US 12,437,199 B2
	Activation compression method for deep learning acceleration
Zhi-Gang Liu, Westford, MA (US); and Matthew Mattina, Boylston, MA (US)
Assigned to Arm Limited, Cambridge, MA (US)
Filed by Arm Limited, Cambridge (GB)
Filed on Jan. 25, 2021, as Appl. No. 17/157,319.
Claims priority of provisional application 63/117,728, filed on Nov. 24, 2020.
Prior Publication US 2022/0164663 A1, May 26, 2022
Int. Cl. G06N 3/082 (2023.01); G06F 7/523 (2006.01); G06F 9/50 (2006.01); G06F 17/16 (2006.01); G06N 3/084 (2023.01)
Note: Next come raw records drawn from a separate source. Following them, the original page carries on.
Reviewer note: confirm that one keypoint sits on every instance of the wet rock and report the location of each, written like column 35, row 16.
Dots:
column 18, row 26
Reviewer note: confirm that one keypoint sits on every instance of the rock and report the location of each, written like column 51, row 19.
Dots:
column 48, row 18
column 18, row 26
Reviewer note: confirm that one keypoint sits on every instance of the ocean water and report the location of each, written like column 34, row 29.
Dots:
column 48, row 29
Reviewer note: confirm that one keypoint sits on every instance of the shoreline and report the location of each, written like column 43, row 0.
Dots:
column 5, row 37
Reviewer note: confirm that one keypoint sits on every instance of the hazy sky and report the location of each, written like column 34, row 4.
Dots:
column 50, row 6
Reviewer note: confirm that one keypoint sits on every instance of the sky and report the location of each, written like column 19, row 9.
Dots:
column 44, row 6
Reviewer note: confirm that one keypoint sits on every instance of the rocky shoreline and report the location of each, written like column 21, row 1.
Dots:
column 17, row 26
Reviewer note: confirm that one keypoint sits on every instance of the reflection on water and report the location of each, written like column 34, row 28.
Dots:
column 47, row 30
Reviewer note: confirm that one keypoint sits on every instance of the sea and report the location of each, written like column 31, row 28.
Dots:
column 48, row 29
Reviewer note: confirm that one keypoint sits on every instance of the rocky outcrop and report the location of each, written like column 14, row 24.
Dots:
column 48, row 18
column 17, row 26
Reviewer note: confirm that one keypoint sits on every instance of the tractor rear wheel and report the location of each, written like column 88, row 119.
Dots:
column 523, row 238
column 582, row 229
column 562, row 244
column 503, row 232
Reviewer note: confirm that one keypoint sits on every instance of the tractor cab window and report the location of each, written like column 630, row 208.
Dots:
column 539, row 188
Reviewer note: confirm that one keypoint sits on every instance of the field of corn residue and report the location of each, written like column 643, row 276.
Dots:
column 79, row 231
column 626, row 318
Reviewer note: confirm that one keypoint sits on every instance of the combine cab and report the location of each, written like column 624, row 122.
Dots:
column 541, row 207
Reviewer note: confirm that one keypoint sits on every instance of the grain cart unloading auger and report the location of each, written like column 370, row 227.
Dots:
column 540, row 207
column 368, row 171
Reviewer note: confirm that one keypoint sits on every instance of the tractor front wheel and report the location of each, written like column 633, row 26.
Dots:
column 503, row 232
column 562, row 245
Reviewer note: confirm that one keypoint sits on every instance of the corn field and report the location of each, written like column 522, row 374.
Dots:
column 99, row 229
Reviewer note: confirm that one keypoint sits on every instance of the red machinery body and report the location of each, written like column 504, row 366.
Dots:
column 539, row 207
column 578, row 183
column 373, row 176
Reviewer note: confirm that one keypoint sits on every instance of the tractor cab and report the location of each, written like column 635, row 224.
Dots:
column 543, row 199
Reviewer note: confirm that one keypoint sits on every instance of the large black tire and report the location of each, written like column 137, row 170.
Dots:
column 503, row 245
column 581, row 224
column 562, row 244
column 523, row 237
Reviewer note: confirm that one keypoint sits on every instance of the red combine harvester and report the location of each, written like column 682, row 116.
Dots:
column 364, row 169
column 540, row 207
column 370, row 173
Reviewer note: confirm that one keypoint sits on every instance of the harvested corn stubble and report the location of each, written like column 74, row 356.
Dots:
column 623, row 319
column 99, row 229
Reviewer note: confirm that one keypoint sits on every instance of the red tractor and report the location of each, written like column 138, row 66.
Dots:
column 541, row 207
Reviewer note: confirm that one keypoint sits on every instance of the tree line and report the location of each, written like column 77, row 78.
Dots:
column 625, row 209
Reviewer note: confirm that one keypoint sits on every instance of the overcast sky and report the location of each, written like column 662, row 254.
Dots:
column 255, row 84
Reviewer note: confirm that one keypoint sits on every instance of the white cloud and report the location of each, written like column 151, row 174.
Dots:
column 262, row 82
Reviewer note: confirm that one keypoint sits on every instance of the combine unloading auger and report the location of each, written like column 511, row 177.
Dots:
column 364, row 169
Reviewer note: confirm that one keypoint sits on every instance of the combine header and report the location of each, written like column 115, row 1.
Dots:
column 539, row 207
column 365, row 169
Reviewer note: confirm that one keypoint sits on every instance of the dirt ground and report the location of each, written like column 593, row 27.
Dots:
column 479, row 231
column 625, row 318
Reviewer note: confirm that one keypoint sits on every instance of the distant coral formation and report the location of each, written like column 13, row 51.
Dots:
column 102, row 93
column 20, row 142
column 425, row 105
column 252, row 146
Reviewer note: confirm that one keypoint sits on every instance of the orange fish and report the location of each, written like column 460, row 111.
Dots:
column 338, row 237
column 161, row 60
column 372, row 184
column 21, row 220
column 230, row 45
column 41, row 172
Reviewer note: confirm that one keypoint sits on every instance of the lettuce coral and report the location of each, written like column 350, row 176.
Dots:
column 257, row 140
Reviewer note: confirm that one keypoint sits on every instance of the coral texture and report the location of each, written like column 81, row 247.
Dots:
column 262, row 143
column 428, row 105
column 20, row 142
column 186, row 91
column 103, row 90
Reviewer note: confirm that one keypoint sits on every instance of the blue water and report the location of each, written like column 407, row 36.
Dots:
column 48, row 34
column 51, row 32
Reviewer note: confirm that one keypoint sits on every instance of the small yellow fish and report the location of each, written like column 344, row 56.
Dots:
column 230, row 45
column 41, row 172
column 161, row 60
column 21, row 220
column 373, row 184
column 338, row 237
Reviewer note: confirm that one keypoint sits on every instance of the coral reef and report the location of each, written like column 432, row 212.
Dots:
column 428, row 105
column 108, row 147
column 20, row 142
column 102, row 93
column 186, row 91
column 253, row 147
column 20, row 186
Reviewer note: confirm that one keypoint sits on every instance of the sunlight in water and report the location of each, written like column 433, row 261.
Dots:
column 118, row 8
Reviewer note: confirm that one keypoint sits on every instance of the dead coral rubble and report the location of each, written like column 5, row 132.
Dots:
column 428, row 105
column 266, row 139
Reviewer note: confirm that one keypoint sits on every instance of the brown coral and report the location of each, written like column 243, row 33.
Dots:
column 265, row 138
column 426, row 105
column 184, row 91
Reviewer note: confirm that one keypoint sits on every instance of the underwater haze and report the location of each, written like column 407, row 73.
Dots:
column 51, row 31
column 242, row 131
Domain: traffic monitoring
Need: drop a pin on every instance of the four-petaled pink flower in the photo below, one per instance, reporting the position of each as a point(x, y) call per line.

CPC G06N 3/082 (2013.01) [G06F 7/523 (2013.01); G06F 9/5027 (2013.01); G06F 17/16 (2013.01); G06N 3/084 (2013.01)]

17 Claims

1. A system, comprising:

a processor, coupled to a memory, configured to:

generate, based on an input tensor, a number of basic block matrices, each basic block matrix including a number of elements, the input tensor being an input feature map to a convolutional layer of a plurality of convolutional layers of a neural network and the elements of the basic block matrix being activation values,

generate a sequence of compressed basic block matrices including, for each basic block matrix in a forward path of the convolutional layer:

dynamically prune the elements of the basic block matrix, the dynamic pruning of the elements of the basic block matrix including selecting a number k of the largest activation values of the basic block matrix based on the magnitude of the activation values and a sparsity value,

generate a mask for the basic block matrix, each mask including a number of bits, each bit in each mask having a first value when a corresponding activation value of the basic block matrix is one of the k largest activation values of basic block matrix, and having a second value when a corresponding activation value of the basic block matrix is not one of the k largest activation values of the basic block matrix, and

compress the basic block matrix to generate a compressed basic block matrix containing the k largest activation values of the basic block matrix; and

re-sequence each row of a weight matrix into a sequence of weight groups based on the sequences of compressed basic block matrices;

a matrix multiply accelerator (MMA), coupled to the processor and the memory, configured to:

multiply, based on the masks, the compressed basic block matrices and a weight matrix to generate an output matrix as an output feature map of the convolutional layer,

where the MMA includes:

a first register configured to store the masks and elements of a compressed basic block matrix;

a second register configured to store elements of the weight matrix;

a third register configured to store the output matrix;

an array of processing elements (PEs), coupled to the first, second and third registers, each PE including:

a first multiplexer configured to receive a weight group within the sequence of weight groups, and selectively output a first weight based on a first data selection signal;

a second multiplexer configured to receive the weight group within the sequence of weight groups, and selectively output a second weight based on a second data selection signal;

a data selection circuit, coupled to the first and second multiplexers, configured to receive a mask corresponding to a compressed basic block matrix within the sequence of compressed basic block matrices and generate the first and second data selection signals based on the mask;

a first multiplier circuit, coupled to the first multiplexer, configured to receive a first element from the compressed basic block matrix and the first weight selectively output by the first multiplexer, multiply the first element and the first weight to generate a first intermediate product, and output the first intermediate product;

a second multiplier circuit, coupled to the second multiplexer, configured to receive a second element from the compressed basic block matrix and the second weight selectively output by the second multiplexer, multiply the second element and the second weight to generate a second intermediate product, and output the second intermediate product; and

an accumulator circuit, coupled to the first and second multiplier circuits, configured to receive the first and second intermediate products and accumulate the first and second intermediate products into a value for one element of the output matrix.